I’m actually thinking of making bracelets, seriously, which say WWNT.
What Would Ned Think??
As many of you know Ned Hall was our founder. I had the privilege and honor to work with Ned for three years, and while at the time (I was only in my mid 20’s) I didn’t fully appreciate his dedication and vision, I now (in my late 40’s) can see the method to his madness a bit more clearly.
Ned was relentless, some would say dogmatic, with his vision. He felt very strongly that this was to be a school where young men learned how to live life, not just how to conjugate a verb or solve a word problem. Ned was always telling me that the true education was outside the classroom, and the best lessons were taught in our tired old Suburban or on the tennis court. Most people who met Ned felt he was old school, that he was stuck in his ways. But I would argue that he was actually ahead of his time. That the ideas he brought forth to start this little school were cutting edge for 1979, and most are relevant in 2016.
But this is not 1979. Things have changed. Milk isn’t $1.62 a gallon and a stamp isn’t 15 cents. Just as I can’t get away with wearing my bell-bottoms and wearing my hair in an Afro, we cannot run the school exactly the way it was then. What we can do, however, is stay true to Ned’s vision; we can ask ourselves, WWNT.
With our commitment to community service, co-curricular activities, Monday school cleanings and community dinners, we are holding true to what has made our school a unique and special place that has educated young men struggling in the academic mainstream for over 35 years now. We doggedly hold onto these principals because they define us, and more importantly, they work. Young men who spend time up here still get the support, academic rigor and care which Ned envisioned.

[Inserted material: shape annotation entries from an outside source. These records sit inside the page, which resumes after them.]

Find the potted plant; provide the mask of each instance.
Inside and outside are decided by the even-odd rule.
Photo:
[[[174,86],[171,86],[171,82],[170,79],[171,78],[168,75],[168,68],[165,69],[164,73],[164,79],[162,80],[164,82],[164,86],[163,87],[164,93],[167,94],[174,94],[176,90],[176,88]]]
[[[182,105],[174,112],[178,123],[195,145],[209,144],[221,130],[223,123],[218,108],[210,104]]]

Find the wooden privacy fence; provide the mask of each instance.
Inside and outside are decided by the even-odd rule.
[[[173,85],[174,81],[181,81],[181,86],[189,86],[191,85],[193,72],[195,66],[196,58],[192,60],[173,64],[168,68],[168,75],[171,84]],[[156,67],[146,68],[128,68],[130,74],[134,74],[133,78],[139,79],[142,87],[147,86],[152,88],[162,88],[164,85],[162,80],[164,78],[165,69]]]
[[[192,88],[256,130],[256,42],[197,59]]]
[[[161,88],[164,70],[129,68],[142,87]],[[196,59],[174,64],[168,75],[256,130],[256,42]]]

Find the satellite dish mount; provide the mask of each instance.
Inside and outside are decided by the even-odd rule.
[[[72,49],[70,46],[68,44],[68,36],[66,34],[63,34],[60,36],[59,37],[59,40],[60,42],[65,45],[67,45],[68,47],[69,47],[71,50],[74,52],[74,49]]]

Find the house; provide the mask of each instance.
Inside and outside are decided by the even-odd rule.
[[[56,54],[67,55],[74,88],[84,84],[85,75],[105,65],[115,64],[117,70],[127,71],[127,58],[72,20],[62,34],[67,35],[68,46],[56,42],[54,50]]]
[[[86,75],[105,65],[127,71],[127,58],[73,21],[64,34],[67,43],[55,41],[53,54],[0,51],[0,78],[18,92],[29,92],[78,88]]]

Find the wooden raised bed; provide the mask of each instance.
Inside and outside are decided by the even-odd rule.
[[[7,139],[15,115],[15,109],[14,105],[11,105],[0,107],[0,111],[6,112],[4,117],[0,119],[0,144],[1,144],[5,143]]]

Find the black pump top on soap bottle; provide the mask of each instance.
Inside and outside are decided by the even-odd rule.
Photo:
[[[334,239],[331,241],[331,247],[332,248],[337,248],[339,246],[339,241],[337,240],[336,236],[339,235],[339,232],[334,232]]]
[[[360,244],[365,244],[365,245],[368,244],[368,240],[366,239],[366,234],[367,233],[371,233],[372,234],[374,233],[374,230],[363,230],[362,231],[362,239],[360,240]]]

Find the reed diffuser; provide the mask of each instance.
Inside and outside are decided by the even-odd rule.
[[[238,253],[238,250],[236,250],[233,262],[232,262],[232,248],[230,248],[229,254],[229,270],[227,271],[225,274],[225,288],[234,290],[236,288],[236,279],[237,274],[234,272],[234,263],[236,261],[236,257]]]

Like Ned did back in 1979, we continue to think outside the box and try new things. For example, academically we utilize technology that was unheard of even a few years ago and will soon be working in conjunction with Boothbay Region High School to offer full college courses. On the non-academic side, we are now lining up internships and work opportunities for the guys where college isn’t in their immediate future, and we can now have our guys fully participate in all of the extra-curricular activities offered at BRHS, including interscholastic sports Some would say we are changing too much, but I’d like to think Ned would have been pretty excited that we are doing all of this and still deliver a first class education up at his little school.
Yes, Ned would be upset that dinner is no longer at 7:30, and that we no longer have a formal dinner Sunday night. But I know he’d be happy that we now gather as a community every morning to talk about what’s coming up today, and to share any concerns any of us may have.
So, what would Ned think? I think he’d be proud of where Deck House is today. I think he’d love the classes we’re teaching, I think he’d be mad he would be banished to smoking his pipe only in his office, and I think he’d want us to keep going, to keep tinkering and to keep teaching. I think he’d love playing backgammon with the guys, and telling them stories; all the while teaching both the boys and himself. Most of all, however, I think he’d be upset that I spent this much time talking about him!